Freely you have received, freely give. (Matthew 10:8)
The great task of the spiritual life is the task of learning how to receive freely from God and from others. It is a command, and therefore it is active and not passive: receive! And yet the act of receiving is the opposite of the act of striving. In this passage, Jesus is sending out his disciples to work his works, and in the sentences above he enumerates those works: heal the sick, cleanse the lepers, raise the dead, cast out demons. But Jesus is not merely concerned with what his disciples do, but with how they do it as well. Don’t just do what I do, he might have said, but do it the way I do it. And I don’t work these works by striving, or laboring in the sweat of my brow. That was the old way of Adam. I work these works by freely receiving them from my Father.
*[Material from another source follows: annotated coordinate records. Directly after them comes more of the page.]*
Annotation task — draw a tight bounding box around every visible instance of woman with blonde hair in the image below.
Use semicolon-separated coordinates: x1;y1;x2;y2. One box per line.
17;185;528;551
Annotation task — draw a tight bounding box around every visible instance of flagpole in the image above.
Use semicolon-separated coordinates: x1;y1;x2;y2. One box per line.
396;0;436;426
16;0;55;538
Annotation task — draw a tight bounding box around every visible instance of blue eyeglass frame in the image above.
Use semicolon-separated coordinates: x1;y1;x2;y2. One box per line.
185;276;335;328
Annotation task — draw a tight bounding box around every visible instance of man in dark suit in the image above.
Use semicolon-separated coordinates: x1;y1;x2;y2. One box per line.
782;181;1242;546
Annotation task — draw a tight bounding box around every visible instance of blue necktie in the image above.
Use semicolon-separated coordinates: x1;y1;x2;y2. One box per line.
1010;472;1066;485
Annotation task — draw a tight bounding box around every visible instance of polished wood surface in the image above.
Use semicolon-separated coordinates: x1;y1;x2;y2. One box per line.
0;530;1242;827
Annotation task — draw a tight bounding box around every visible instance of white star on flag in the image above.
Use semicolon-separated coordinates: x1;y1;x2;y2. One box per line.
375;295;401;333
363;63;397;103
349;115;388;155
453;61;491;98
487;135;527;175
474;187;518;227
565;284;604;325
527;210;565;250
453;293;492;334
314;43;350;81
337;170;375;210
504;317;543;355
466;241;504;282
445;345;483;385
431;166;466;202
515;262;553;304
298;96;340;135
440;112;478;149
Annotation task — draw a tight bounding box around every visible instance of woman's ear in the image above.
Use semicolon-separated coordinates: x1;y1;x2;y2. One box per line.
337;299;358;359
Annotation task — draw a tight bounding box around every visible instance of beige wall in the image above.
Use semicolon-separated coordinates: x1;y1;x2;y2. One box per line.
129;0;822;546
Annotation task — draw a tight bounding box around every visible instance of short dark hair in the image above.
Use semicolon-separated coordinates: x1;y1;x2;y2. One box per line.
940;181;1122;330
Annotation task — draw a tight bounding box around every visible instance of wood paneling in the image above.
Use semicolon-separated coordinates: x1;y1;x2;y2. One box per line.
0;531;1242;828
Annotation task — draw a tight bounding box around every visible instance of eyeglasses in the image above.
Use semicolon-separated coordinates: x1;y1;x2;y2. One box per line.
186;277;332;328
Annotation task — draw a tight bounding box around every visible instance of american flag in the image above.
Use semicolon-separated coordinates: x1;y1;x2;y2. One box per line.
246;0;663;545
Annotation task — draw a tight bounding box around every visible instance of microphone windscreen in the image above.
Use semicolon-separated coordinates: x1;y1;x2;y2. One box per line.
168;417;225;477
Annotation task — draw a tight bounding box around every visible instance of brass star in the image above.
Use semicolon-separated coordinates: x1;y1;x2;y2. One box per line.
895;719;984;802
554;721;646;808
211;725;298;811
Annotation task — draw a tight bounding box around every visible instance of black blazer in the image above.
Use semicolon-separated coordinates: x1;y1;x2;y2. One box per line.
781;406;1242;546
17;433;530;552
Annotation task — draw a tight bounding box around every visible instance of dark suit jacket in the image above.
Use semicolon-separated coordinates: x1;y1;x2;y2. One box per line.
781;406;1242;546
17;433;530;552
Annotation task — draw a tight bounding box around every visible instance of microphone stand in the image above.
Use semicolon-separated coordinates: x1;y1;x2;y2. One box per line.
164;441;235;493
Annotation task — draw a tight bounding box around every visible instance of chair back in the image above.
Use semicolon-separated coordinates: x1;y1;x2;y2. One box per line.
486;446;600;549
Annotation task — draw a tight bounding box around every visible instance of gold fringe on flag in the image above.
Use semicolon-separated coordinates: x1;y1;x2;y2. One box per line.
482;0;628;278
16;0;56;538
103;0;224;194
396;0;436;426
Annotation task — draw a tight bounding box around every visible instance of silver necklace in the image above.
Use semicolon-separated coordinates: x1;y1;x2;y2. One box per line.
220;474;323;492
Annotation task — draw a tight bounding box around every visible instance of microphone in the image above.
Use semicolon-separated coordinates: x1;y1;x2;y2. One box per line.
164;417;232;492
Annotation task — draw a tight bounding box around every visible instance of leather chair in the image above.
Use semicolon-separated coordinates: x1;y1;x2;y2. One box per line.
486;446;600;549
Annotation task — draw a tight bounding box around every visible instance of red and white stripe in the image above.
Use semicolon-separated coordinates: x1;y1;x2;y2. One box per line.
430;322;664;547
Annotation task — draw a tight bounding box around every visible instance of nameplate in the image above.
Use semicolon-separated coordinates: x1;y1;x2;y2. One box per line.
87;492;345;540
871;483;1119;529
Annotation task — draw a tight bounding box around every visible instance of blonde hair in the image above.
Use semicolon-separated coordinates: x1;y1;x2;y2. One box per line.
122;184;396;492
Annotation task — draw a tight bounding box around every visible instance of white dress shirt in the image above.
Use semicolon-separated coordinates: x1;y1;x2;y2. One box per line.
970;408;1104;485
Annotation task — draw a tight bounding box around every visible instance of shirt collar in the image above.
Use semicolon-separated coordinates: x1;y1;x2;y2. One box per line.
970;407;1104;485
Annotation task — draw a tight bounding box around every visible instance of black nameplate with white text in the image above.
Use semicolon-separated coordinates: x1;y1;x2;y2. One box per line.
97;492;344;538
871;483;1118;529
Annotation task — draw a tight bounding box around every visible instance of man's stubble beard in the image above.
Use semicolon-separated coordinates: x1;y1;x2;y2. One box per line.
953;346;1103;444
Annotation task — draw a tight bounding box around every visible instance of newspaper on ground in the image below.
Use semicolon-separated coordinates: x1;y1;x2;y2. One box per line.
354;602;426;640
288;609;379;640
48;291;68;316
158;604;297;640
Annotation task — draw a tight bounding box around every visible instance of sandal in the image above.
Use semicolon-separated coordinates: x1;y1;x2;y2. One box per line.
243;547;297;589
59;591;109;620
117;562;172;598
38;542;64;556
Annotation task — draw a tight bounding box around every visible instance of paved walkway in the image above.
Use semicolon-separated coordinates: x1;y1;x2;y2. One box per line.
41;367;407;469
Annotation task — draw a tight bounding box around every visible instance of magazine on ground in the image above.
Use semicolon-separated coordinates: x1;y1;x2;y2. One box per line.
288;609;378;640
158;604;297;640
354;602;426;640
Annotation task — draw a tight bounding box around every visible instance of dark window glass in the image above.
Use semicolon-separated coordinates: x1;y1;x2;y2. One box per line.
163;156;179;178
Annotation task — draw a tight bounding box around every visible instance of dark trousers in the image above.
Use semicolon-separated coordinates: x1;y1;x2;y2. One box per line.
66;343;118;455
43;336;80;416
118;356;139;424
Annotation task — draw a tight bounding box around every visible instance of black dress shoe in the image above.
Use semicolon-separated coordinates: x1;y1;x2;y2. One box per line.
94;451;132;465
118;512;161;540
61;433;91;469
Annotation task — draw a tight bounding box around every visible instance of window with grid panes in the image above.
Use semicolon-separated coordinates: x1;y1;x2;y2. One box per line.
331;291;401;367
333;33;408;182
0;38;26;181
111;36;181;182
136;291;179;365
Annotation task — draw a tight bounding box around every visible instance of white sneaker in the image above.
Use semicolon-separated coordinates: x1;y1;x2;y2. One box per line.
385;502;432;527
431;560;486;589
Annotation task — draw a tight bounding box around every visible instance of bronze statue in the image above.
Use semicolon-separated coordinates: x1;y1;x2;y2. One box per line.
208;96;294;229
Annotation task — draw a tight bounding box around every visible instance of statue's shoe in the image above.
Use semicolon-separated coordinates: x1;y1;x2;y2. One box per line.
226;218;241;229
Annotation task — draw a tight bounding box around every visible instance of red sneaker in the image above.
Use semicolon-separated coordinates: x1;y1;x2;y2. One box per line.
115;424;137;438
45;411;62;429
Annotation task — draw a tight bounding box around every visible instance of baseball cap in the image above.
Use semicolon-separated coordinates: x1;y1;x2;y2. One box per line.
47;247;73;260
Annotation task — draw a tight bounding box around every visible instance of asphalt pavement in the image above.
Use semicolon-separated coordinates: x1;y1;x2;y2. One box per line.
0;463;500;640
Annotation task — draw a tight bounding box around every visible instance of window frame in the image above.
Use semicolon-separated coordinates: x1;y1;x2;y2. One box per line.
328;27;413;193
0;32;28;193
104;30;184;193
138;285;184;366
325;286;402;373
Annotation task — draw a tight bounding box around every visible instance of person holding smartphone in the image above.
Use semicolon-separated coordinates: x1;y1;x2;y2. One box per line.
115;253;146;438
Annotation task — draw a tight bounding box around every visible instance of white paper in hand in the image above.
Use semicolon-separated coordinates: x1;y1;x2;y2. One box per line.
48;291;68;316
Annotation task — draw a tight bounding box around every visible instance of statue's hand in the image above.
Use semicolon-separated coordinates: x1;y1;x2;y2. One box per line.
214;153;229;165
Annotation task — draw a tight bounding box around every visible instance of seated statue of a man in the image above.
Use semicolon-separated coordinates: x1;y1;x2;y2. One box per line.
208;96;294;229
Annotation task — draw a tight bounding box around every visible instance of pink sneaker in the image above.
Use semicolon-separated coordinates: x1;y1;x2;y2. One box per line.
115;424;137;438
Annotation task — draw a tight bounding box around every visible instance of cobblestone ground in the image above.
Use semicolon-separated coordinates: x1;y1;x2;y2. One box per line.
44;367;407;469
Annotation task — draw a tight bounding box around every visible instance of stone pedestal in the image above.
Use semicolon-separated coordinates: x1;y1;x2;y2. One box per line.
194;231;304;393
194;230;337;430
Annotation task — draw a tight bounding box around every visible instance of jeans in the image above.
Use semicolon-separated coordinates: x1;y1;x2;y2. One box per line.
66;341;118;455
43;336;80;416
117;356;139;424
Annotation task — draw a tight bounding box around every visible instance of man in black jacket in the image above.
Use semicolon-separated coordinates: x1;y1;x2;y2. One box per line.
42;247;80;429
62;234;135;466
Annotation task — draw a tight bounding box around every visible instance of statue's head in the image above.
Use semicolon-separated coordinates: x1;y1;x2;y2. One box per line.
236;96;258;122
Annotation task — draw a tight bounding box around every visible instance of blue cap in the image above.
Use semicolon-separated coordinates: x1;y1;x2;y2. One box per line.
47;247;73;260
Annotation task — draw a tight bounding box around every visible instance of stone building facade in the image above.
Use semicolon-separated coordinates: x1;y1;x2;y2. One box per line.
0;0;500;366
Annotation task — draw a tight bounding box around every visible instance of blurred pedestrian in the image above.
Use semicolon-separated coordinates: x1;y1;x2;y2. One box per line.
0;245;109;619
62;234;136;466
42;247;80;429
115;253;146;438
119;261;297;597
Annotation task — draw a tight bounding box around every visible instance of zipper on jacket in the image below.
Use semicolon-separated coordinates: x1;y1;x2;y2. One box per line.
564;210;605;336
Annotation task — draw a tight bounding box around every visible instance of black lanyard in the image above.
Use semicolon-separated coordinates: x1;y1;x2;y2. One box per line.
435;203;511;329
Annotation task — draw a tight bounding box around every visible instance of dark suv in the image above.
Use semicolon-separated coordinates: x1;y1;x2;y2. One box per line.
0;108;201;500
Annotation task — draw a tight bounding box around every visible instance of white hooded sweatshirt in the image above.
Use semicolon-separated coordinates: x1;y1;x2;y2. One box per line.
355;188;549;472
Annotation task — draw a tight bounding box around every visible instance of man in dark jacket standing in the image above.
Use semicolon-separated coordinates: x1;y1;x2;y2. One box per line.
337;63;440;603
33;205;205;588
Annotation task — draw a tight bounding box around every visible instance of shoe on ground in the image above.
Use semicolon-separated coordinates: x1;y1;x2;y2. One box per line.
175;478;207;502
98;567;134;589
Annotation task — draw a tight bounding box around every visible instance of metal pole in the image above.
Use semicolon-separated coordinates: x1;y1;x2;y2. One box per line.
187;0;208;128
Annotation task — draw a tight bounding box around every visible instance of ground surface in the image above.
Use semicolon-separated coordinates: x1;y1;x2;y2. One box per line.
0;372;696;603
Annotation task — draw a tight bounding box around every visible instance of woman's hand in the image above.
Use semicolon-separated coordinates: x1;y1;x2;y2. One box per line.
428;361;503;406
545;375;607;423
Because if I can freely receive from my father, then I can freely give to his children.
But freely receiving can so much more difficult than it seems. It is so frustrating some times! The Lord will show me that I’m striving, when I didn’t even know that I was striving. Or, the Lord will show me that I have become apathetic, when I didn’t even realize that I’ve become apathetic. And neither is freely receiving simply a balance between apathy and striving. Freely receiving from God is something completely different . . . its in a whole new category, and this is why we can’t do it by our own power.
So how is this playing out in my own life? Right now I’m back in the place I was in two years ago; staying at my brother-in-law’s house with my wife and daughter, looking for our next home. Its so weird to be back in this place again! And the way it came about is even more difficult to understand.
The lease on our previous home was not set to expire until June 30th, and we could have easily renewed it for another year. But we felt that we needed to move to something smaller so that we could have more intimate, quality family time and spend less money on utilities. So I informed our landlord that we would not be renewing the lease, and that we would be moving on.
Our plan was to begin really looking for our next place at the beginning of June, since that would give us a full month to secure a place and plan our move. But we got a little ahead of ourselves and started looking at homes in mid-May. On May 13th, the night before we were to leave for our trip to Korea, we found our dream home. It was perfect in every way; smaller than our previous home, yet much nicer. The layout was better, the materials were better, and the price was lower as well. We fell in love with the place immediately, and it was just around the corner from our place at the time, so moving would be a cinch!
We asked the landlords when we could move in, and they laughed and replied, “Tomorrow morning, if you want!” But when we told them that our lease did not expire till the end of June, they said that that wouldn’t work; they needed a renter by June 1st at the latest. So I told them that I would call my landlord and see if he would let us out of the lease early, and they agreed. The next morning, I called our landlord, and he agreed to let us out of the lease on May 31st, since he was able to get the new tenants to agree to move in early in June. I shared the good news with the new landlords, and asked for the documents to finalize it, and then we left for Korea. Everything was on track.
But the day after we arrived in Korea, everything fell apart. I received an email from the new landlord informing me that someone came to see the place after us and offered him more than a thousand dollars a month more than he had asked for the property. He felt that he had to take it, and so he did. But that left us with a predicament: we were scheduled to return home from Korea on the 25th of May, which would give us six days to find a new place, pack, and move out of our old place.
At first, I wasn’t worried at all. But then the day before our move out arrived, and we still had not found a new place. I called pastor Daniels and said, “I can’t do this again. I can’t be without a home for my family. I can’t take this again!” His reply: “The moment you say, ‘I can’t do this again’ is the moment you leave the place of faith and patience, and the bible says that through faith and patience you will inherit what is promised.”
Sure enough, I had to do it again. And every day since May 31st I’ve been searching for a new home for my family. I have looked at virtually every home in the East Bay that Craigslist has to offer, but I can’t seem to find the right one. Further, the rental market is flooded right now. Every home that I do apply for tends to have 10 or more other simultaneous applicants, and so I keep getting turned down. Its so frustrating!
But each time I pray over the situation, I keep hearing the Lord say, “Be still and let me work. I’m preparing the place for you and your family, and I’ve already set the move in date.”
But what does that really mean? Does that mean I should stop looking? That would be apathy. I’ve got to do my due diligence. But then again, I can’t depend upon my due diligence either. God keeps telling me that he’s not going to let me orchestrate it; he’s going to orchestrate it. But what do I do in the meantime?
This is the key struggle of the spiritual life, and it is not solved by principle or by practice; only by revelation. God has to teach us how to freely receive, and typically when he takes us through a trial in which we can’t quit working, yet nothing we do seems to work, he’s teaching us how to work without depending on the power of our works . . . how to work not by might, nor by power, but by the Spirit of the Lord.
The key is faith and patience: stay in the struggle! Don’t give up! Don’t quit! Keep working, keep resting, keep trusting, and believe the Lord to teach you by his power and wisdom to do what you could never learn to do by your own power or wisdom. Freely receiving is something that only God can teach you how to do, and if you and I apply faith and patience in all that we do, he will teach us just that!